Anti-inflammatory therapy for tendinopathy using Il1rn mRNA encapsulated in SM102 lipid nanoparticles.

Tendinopathy treatment is hindered by persistent inflammation and irreversible matrix degradation, with current therapies offering transient symptom relief without addressing disease progression. Here, we developed an mRNA-based anti-inflammatory strategy utilizing SM102 lipid nanoparticles (LNPs) to deliver interleukin-1 receptor antagonist (Il1rn) mRNA for tendon repair.

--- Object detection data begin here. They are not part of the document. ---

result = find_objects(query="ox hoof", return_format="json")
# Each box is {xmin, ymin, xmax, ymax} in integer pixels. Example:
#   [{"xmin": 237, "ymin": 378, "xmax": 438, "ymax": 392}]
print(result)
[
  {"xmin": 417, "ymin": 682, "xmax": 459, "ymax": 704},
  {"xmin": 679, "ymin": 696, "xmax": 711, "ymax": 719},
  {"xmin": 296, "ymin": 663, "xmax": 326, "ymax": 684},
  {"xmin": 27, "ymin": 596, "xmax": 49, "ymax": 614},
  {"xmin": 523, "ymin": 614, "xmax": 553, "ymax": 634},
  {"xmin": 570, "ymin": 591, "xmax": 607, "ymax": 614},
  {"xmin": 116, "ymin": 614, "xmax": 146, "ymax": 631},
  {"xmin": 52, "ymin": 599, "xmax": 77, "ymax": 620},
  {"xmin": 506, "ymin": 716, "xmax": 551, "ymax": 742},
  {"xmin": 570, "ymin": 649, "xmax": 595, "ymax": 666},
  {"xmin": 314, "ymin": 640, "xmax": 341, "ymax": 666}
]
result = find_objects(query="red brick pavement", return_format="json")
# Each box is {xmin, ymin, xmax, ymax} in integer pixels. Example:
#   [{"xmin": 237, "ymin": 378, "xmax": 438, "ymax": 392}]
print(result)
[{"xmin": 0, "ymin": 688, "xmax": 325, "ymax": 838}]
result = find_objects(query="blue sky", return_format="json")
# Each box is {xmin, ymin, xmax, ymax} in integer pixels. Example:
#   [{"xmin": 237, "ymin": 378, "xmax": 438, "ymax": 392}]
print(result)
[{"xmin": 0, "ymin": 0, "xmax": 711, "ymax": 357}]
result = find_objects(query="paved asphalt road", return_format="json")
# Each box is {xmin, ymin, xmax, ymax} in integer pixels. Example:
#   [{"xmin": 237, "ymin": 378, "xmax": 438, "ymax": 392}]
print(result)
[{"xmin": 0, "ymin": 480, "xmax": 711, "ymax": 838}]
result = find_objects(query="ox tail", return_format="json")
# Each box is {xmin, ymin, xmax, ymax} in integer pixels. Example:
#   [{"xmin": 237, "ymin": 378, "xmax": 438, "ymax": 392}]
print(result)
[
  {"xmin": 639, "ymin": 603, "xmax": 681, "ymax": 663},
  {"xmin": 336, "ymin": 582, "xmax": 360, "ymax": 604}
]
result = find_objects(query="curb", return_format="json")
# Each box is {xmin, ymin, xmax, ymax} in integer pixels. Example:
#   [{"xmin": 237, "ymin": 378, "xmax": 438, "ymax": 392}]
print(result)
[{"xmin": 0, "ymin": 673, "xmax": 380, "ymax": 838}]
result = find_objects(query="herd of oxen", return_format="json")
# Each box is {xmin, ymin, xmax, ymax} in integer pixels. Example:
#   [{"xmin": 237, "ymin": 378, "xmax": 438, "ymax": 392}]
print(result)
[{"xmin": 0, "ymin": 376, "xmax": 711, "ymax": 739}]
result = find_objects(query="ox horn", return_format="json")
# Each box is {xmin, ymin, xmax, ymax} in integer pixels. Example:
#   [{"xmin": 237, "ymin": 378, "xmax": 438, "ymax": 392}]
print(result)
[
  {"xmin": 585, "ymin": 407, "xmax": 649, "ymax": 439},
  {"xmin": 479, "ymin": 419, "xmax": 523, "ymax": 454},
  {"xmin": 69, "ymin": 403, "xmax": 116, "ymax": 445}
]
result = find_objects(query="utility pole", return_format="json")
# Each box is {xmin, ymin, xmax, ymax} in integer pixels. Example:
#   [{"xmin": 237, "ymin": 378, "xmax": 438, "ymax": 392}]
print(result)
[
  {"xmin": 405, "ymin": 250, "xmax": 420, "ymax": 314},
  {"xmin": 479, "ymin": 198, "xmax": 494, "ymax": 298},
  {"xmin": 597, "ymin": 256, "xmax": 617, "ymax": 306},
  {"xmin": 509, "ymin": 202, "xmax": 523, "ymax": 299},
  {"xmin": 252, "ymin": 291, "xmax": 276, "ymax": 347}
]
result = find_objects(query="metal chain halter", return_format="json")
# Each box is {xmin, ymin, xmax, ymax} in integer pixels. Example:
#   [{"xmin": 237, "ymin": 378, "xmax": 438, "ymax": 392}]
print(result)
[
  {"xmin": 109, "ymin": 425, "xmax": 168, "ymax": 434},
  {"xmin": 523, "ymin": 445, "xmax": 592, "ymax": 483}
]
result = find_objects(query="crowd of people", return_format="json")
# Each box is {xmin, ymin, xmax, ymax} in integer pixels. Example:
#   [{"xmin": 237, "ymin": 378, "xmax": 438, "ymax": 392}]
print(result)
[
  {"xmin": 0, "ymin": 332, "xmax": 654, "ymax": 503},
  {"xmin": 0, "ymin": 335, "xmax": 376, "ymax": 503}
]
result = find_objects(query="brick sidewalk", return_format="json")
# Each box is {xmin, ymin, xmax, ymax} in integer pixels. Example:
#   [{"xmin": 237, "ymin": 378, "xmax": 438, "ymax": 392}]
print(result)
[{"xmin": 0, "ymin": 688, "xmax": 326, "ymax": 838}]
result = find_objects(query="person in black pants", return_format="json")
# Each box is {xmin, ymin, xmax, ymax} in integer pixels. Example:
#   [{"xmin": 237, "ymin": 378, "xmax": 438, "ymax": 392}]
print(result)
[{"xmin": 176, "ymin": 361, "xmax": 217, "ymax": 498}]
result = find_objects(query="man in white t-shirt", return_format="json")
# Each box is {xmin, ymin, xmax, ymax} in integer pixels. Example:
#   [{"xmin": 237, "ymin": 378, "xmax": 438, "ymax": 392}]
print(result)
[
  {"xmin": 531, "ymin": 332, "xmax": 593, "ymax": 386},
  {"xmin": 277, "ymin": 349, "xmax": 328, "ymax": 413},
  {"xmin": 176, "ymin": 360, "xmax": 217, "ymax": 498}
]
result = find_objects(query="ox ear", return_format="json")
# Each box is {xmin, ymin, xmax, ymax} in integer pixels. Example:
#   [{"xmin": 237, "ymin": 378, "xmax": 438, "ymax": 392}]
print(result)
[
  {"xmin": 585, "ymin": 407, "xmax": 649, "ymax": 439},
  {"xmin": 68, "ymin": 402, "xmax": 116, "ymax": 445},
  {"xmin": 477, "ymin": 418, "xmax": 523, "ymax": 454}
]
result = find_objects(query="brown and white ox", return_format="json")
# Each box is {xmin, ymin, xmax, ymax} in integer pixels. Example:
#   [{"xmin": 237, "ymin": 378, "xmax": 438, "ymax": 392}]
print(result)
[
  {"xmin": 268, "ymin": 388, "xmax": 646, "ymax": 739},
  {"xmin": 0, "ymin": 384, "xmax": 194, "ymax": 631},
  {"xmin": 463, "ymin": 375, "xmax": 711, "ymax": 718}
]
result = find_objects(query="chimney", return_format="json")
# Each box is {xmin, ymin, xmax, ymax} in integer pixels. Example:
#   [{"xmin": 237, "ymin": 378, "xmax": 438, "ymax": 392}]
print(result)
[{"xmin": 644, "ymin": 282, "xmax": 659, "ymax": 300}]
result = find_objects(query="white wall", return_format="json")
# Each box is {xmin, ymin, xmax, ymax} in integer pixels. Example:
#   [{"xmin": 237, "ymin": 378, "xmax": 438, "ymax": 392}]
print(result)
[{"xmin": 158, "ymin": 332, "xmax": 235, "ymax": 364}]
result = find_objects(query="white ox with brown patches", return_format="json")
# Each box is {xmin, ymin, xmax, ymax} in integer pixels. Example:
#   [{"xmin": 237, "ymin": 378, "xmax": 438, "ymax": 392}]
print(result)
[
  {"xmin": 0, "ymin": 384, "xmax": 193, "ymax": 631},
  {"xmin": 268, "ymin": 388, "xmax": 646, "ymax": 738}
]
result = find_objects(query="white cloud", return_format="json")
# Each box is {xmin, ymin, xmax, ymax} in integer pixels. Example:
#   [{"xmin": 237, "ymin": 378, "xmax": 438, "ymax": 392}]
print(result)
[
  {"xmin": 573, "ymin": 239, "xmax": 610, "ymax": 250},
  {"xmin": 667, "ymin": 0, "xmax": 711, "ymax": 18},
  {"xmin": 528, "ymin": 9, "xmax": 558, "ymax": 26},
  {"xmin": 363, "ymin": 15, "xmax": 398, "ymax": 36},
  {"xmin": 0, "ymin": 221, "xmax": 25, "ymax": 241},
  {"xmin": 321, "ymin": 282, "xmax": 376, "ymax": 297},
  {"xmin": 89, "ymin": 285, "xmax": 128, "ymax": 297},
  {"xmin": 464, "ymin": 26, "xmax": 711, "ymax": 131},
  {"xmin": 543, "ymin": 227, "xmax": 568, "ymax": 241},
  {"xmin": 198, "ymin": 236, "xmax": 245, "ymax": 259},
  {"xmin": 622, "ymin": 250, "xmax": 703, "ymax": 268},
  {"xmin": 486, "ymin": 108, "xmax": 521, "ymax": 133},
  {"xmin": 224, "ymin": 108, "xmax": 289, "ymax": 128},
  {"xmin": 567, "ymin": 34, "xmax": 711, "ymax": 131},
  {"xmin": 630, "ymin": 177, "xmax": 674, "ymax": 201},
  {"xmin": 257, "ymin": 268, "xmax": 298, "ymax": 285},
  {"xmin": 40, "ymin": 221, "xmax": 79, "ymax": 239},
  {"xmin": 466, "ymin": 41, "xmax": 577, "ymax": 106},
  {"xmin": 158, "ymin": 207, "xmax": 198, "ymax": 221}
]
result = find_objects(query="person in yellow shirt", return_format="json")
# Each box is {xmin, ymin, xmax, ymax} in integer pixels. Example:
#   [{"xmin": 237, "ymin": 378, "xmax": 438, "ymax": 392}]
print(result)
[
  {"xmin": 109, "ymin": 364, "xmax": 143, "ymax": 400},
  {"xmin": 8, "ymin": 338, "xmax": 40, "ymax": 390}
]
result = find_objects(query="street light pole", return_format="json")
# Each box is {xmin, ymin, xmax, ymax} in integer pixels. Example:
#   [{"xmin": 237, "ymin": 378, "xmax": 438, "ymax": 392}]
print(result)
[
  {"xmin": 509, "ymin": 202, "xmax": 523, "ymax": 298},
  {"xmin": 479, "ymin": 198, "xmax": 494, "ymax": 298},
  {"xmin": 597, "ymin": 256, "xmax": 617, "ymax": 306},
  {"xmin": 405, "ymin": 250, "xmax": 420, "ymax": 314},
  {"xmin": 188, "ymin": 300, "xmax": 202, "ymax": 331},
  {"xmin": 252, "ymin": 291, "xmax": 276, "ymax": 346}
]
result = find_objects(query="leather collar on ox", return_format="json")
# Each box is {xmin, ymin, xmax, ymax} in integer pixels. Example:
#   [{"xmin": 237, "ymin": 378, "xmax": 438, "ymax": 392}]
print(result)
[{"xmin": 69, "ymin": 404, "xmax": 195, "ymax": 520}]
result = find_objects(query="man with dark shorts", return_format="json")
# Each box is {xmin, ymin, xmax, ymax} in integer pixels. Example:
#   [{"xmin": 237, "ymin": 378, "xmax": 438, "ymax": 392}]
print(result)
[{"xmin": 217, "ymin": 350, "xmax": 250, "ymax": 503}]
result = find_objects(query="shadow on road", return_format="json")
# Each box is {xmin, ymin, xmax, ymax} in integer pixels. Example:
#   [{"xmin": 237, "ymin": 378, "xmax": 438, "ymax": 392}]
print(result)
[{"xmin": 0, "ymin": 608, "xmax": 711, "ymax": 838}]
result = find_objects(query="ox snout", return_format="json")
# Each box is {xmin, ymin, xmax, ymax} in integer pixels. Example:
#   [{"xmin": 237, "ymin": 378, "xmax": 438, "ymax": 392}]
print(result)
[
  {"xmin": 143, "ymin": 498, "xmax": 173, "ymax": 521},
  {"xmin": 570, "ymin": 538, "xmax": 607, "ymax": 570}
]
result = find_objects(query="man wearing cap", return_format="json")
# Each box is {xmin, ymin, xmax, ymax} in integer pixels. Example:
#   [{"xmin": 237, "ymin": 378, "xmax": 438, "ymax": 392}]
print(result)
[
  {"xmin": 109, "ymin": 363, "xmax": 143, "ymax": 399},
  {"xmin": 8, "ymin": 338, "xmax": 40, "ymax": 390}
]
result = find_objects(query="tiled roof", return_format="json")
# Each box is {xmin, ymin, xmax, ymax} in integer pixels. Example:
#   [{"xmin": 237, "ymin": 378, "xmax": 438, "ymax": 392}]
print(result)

SM102-LNPs demonstrated efficient transfection of primary tendon stem cells, sustaining IL-1RA protein expression for over 72 h and neutralizing IL-1β-induced inflammatory cascades. In vitro, IL-1RA suppressed pro-inflammatory cytokines (TNF-α, IL-6, iNOS), restored collagen I/III balance, and enhanced cell migration. In collagenase-induced tendinopathy mice, a single SM102-Il1rn mRNA injection attenuated inflammation, reduced MMP1/13 expression, and improved collagen alignment within 1 week. By 4 weeks, treated tendons exhibited functional recovery with normalized gait patterns. Transcriptomics revealed dual modulation of IL-1 signaling and extracellular matrix (ECM) remodeling pathways, alongside macrophage polarization and oxidative stress regulation. Systemic safety was confirmed by unaltered serum biomarkers and organ histology. This SM102-Il1rn mRNA therapy enables spatiotemporally controlled anti-inflammatory therapy, providing a promising non-surgical solution for refractory tendinopathies. Its adaptable design allows expansion to other regenerative targets, advancing precision treatment for musculoskeletal degeneration.